Google Inc. has approached major cable and phone companies that carry Internet traffic with a proposal to create a fast lane for its own content, according to documents reviewed by The Wall Street Journal. Google has traditionally been one of the loudest advocates of equal network access for all content providers. […]
Separately, Microsoft Corp. and Yahoo Inc. have withdrawn quietly from a coalition formed two years ago to protect network neutrality. Each company has forged partnerships with the phone and cable companies. In addition, prominent Internet scholars, some of whom have advised President-elect Barack Obama on technology issues, have softened their views on the subject.

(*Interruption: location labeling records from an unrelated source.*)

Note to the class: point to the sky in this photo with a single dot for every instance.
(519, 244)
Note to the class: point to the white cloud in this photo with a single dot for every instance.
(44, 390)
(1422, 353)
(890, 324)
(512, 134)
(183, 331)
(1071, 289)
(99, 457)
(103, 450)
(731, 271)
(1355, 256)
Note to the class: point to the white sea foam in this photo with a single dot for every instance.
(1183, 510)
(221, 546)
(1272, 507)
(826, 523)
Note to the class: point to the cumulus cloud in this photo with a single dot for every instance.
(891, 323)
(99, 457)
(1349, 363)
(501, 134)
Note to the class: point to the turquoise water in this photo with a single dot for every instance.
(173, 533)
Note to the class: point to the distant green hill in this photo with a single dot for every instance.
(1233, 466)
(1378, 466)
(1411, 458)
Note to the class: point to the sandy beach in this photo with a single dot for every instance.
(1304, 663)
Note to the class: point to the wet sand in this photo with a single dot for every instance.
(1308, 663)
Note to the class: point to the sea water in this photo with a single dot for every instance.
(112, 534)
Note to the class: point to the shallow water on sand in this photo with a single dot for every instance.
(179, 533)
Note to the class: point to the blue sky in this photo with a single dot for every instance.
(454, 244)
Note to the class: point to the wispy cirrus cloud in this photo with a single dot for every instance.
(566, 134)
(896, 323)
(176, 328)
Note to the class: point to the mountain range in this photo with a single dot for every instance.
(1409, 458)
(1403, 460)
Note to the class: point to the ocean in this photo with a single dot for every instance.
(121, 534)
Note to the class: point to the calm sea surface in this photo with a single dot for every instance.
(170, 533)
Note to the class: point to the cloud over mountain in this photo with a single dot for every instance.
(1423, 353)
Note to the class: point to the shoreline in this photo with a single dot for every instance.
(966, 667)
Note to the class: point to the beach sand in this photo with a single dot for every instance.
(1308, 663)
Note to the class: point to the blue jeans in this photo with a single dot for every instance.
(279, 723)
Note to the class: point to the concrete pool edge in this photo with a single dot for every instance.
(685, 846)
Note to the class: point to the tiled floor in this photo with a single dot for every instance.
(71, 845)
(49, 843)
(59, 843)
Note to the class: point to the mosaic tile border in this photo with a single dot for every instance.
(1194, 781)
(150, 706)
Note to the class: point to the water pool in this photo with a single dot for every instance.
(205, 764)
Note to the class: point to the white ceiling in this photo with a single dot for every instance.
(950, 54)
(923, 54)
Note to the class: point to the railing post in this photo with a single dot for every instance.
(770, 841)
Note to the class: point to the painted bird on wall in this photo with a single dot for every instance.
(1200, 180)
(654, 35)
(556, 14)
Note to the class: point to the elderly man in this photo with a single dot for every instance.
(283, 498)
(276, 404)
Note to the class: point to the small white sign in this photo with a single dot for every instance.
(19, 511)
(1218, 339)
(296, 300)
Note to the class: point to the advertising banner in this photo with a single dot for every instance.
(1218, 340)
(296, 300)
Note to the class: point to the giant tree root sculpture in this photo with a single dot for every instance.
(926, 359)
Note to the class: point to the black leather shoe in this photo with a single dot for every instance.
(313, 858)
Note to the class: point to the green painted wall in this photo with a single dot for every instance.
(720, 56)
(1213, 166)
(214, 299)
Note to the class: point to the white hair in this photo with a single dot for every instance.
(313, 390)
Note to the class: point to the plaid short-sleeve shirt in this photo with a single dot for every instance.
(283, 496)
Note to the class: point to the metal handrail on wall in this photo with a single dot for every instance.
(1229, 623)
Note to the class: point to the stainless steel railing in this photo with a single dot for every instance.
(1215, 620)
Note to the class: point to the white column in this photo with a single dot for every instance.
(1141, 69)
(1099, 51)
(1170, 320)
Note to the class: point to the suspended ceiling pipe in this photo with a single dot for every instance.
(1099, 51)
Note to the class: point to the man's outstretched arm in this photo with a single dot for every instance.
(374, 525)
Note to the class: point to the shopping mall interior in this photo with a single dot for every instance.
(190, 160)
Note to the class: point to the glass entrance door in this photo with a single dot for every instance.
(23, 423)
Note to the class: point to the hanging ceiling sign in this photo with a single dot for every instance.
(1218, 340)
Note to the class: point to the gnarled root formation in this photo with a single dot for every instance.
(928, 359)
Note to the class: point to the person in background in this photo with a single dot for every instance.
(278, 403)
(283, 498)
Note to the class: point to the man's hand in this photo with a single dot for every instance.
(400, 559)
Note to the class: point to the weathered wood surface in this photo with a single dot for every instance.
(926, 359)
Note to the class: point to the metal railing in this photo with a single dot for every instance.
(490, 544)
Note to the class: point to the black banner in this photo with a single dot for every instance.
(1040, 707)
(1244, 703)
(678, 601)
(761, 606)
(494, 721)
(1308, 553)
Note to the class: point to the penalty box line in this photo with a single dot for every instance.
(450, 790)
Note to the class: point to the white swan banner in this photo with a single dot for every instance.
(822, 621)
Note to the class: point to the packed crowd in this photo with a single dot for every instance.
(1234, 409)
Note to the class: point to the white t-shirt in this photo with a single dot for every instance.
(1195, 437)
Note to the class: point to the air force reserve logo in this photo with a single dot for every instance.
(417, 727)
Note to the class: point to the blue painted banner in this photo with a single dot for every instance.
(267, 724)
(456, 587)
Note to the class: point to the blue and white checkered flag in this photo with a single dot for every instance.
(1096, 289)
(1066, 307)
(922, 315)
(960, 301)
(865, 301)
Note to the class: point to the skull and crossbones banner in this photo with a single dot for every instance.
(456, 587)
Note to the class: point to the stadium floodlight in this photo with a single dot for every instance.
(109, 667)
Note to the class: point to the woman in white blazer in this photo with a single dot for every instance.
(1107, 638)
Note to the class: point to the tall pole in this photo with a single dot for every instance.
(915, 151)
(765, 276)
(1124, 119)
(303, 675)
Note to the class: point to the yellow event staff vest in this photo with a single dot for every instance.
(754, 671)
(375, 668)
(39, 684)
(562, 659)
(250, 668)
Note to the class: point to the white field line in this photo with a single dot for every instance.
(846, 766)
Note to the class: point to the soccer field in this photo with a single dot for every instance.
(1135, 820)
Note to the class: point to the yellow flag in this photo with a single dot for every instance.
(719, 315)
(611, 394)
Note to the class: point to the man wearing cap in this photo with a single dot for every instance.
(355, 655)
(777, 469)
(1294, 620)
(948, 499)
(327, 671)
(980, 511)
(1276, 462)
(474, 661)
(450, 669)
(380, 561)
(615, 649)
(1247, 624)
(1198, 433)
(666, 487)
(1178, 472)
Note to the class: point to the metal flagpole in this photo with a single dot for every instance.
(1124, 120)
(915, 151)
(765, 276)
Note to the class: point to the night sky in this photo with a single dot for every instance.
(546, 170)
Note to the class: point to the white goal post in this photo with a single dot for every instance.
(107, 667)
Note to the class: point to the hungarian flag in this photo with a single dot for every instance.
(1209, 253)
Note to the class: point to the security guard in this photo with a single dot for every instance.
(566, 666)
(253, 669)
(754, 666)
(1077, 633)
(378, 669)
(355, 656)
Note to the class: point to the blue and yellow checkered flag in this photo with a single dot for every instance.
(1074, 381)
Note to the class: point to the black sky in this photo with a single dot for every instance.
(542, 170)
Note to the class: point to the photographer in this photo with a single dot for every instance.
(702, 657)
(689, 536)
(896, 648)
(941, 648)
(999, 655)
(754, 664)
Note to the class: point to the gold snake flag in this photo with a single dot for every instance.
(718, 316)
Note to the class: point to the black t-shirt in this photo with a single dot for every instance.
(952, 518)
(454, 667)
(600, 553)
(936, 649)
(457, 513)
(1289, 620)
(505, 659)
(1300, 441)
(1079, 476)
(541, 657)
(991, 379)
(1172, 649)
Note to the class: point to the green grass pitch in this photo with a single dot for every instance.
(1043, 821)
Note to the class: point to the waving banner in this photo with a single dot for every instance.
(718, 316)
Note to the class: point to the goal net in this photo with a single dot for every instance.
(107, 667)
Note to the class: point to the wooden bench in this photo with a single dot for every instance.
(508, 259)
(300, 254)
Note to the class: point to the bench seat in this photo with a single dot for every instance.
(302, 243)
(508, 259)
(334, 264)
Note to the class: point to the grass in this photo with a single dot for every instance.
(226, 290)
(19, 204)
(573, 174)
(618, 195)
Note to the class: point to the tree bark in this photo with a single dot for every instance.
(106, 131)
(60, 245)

Included in the “prominent Internet scholars” is Lawrence Lessig, a Stanford law professor and an influential proponent of network neutrality, who the WSJ reports “recently shifted gears” on the issue.
Now, while all of this is discouraging, the WSJ piece may not be entirely right. For example, Lessig posted an item on his own blog about this, and explains why it seems the Journal misrepresented his position. Lessig makes the case, persuasively, that the paper is trying to “gin up a drama,” and that he hasn’t changed his views at all.
What’s more, Google has posted an item on its policy blog, explaining that the WSJ article “is based on a misunderstanding of the way in which the open Internet works,” and there is evidence to suggest Google’s position has also been misrepresented.